Had the surgery last Wednesday and stayed 2 days in the hospital. Long story short, the surgeon said that it went well... but then he dropped a bombshell on me. He said that he is sorry, but a freak thing happened that had never happened to him before - a portion of a needle broke off in my prostate(!). (I was of course upset as he is telling me this!). He said it might not do anything bad, or it might if it "migrates." He also said it would be risky to try to remove, and that they could not safely remove it during the procedure. But he wants us to monitor it going forward. I said great, but my insurance runs out in April....:(
So after seeking advice,I opened up a case with the hospital's Patient Services unit to review the surgery because I want to be covered in case I need treatment for this going forward. They have to do a full review and interview the surgeon, etc. It takes a month or more to get their review.
In the meantime, I am trying to focus on just recovering. The pain has not been too too bad, it is just very uncomfortable and there is bleeding. Also I will not be able to get an erection apparently for a few months (which of course is completely freaky). Plus there are other hurdles to overcome going forward.

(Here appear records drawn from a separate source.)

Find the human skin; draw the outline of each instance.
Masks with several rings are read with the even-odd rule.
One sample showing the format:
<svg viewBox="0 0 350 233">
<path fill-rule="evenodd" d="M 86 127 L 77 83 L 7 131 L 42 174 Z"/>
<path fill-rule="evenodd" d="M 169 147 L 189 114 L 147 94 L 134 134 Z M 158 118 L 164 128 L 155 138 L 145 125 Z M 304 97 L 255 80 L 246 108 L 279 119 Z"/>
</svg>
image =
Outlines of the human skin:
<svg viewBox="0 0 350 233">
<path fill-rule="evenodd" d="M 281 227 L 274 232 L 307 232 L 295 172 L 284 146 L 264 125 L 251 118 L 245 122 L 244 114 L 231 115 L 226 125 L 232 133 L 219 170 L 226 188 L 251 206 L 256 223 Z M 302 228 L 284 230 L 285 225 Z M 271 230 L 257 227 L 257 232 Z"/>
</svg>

But this is the first day I am trying to sit for any length of time. My emotions have been all over the place. I have had some very serious talks with God and am just telling Him all about what I am feeling, which hasn't been good lately. I am also doing a lot of reading, and just asking Him to give me the strength to get through this, I am just worn down by all the recent surgeries and rough times I have been having.
I know this sounds depressing, but it is just a(nother) season I hope. I am basically getting through this day by day but there are times I wake up and I just cannot get out of bed. I then tell Him that He needs to give me the strength to go on or it just isn't going to happen. He usually does.
O.K., I will end here for now but wanted to give an update. I am staying at a relative's house for the next few weeks. There's still a lot to be thankful for, even though life is very difficult right now. As always, I greatly appreciate everyone's prayers and support. I hope you are all doing well this week.